Selime Hatun Camii imamı Osman Gökrem… Yaptığı işlerle hem imamlara hem de topluma güzel örnek oluyor. İmamlığı sadece namaz kıldırmaktan ibaret gören birçok imamın aksine o imamlığın gerekliliğini yerine getiriyor.

İmam Osman Gökrem, Selime Hatun Camii’nden hayata, ailelere, sokakta kalanlara, zorda kalanlara dokunuyor, dertleriyle dertleniyor ve ihtiyaçlarını karşılıyor.

İmam Gökrem, her cumartesi fakirlere, kimsesizlere; çorba, çay, simit ikramında bulunuyor, elbise ve tıraş imkânı sağlıyor. Ailesi ile barışmak ve buluşmak isteyenlere ise yardımcı oluyor.

Caminin duvarına astığı duyuruda da şunlar yazıyor:

“7/24 banyo ve lavabo açıktır. (Ücretisdir)

Her cumartesi fakir, fukara, sokakta yaşayan kimsesizlere çorba, çay, simit, elbise ve tıraş imkânı sağlanmaktadır.

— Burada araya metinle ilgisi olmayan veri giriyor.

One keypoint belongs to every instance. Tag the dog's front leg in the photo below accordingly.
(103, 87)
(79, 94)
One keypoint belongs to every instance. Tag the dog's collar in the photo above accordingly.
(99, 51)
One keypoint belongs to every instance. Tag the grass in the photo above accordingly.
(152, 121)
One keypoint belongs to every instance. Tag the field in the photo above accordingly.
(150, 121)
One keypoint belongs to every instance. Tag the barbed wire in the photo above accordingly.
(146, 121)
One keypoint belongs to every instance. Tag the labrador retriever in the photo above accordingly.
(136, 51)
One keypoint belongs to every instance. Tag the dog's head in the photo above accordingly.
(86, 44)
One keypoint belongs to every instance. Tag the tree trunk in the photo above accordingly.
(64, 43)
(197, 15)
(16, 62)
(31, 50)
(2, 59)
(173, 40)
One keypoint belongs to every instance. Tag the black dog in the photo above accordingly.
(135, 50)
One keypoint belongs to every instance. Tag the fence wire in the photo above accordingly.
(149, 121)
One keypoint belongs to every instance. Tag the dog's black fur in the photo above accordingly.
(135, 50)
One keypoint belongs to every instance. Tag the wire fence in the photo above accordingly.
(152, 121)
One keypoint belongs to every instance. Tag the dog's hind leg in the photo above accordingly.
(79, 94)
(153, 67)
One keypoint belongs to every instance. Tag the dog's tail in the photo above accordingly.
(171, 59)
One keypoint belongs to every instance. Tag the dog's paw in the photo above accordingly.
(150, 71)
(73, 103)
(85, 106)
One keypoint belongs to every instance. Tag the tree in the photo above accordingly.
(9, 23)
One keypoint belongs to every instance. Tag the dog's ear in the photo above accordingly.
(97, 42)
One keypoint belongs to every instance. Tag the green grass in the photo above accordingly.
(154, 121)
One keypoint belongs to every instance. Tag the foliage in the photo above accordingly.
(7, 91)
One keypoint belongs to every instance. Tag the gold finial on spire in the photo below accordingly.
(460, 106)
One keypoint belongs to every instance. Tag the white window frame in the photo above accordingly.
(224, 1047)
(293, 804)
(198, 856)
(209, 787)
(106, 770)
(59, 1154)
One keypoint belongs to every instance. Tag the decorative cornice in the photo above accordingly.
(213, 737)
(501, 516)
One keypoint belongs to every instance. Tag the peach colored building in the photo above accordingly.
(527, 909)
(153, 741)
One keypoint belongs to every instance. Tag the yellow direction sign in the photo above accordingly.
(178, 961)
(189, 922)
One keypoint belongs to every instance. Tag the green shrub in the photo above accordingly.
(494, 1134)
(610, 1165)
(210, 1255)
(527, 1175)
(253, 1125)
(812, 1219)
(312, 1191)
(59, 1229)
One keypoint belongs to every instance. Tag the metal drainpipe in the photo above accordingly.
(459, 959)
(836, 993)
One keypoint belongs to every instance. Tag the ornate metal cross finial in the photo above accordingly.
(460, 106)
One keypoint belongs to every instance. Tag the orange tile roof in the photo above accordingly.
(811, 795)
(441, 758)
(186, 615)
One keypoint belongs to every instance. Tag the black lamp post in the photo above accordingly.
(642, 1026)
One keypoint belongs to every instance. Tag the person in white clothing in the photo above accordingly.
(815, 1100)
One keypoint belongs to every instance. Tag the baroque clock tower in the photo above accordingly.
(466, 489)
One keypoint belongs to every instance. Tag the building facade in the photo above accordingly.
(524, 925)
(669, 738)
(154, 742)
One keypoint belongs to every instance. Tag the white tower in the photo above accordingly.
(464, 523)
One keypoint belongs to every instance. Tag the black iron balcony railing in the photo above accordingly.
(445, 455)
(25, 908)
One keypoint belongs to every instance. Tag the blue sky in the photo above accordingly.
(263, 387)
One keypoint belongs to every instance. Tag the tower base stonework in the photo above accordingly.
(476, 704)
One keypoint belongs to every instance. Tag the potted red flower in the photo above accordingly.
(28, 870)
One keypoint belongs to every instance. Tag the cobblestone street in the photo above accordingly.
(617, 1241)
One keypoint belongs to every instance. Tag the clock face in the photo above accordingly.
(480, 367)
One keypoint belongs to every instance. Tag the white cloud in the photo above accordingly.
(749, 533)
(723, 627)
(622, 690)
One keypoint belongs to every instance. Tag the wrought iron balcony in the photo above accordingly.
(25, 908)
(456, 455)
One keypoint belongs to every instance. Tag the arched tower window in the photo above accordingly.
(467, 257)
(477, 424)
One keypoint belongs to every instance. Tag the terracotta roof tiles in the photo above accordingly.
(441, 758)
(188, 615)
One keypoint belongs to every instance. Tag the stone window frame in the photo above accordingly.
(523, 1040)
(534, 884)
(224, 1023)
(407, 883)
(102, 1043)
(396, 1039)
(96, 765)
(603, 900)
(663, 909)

Sokakta kalan fakat çalışmak isteyenler iş bulduklarında 30 gün barınma imkânı sağlanmaktadır.

Ailesi ile barışmak ve buluşmak isteyenlere yardımcı olunmaktadır.

Camimizde banyo yapabilirsiniz. Berber hizmeti alabilirsiniz. Elbiseye ihtiyacınız varsa bizden alabilirsiniz. Ailenizle probleminiz varsa size aracı olabiliriz.”

“Namaz kıldıran memur anlayışı imamlık değildir”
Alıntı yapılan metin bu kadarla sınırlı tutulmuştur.